Dok. Pribadi Alm. Daswar Yusuf

Aku ingin mencintaimu dengan sederhana, dengan kata yang tak sempat diucapkan kayu kepada api yang menjadikannya abu. Aku ingin mencintaimu dengan sederhana, dengan isyarat yang tak sempat disampaikan awan kepada hujan yang menjadikannya tiada.

Sapardi Djoko Damono

“Aku mencintamu dengan sederhana dan apa adanya, tanpa beban dan tanpa melampaui-Nya.”
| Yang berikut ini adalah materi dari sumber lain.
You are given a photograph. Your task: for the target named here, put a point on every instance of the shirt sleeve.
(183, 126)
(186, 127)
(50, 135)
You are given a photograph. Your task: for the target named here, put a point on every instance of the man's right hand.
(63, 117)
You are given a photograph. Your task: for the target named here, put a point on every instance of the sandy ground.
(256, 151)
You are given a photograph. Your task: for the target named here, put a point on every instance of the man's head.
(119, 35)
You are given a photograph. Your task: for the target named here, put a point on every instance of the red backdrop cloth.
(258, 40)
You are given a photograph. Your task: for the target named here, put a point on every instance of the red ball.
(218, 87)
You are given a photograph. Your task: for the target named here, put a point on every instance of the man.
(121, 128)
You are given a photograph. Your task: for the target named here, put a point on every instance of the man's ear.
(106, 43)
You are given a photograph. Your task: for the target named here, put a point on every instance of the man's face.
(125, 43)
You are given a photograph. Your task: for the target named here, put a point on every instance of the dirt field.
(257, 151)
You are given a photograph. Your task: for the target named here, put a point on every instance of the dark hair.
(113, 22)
Aku bertanya mencari jawaban dalam istikharah-ku, mencoba menguak misteri hidup yang disodorkan-Nya. Beragam pilihan tersaji di depan mata. Mencoba belajar bijak menyikapi agar tiada sesal yang hadir. Seakan itu belum cukup, ujian demi ujian hadir menyesakkan dada, menghimpit jiwa, linglung merana disertai gundah gulana mengiringi rasa dan hampiri putus asa. Namun, keyakinan akan semua janji-Nya melahirkan hikmah mengkristal secuil iman, memberi harapan dan motivasi diri untuk terus menerus berusaha meraih semua kebajikan yang dijanjikan-Nya. Mencapai ridho ilahi, kepuasan Pemilik Alam Semesta atas perlakuan hamba-Nya menjalani kehidupan dunia dengan segala ujiannya.
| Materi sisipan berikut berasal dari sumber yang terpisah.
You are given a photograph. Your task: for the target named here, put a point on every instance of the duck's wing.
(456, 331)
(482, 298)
Kini, kedua anakku telah melampaui tahap perjalanan kehidupan kedua. Terkadang kita harus melepaskan seseorang yang kita cintai bukan karena kita sudah tak mencintainya, tapi justru karena sangat mencintainya kita harus merelakan dia dengan cintanya. Dalam kehidupan ini, begitu banyak hikmah yang akan kita dapat dari apa yang terjadi dalam diri dan segala hal di sekitar kita. Namun ingatlah, jangan jadikan itu sebagai bahan berita yang harus kita bahas. Apalagi bila itu menyangkut aib orang lain, karena Allah saja menutup aib hamba-Nya. Jika saja kita dapat membuka dan menutup telinga sebagaimana kita dapat membuka dan menutup mata dengan mudah. Maka pastilah kita akan terhindar dari mendengarkan banyak kebathilan. Tapi apa yang tidak bisa itu dibisikan-Nya kepada hati, agar kita mengolah, menimbang, merasakan, dan menyimpan apa yang dilihat oleh mata, didengar oleh telinga, dan dirasa oleh hati. Tidak menjadi ghibah, fitnah, dan kebathilan lainnya dalam lisan kita.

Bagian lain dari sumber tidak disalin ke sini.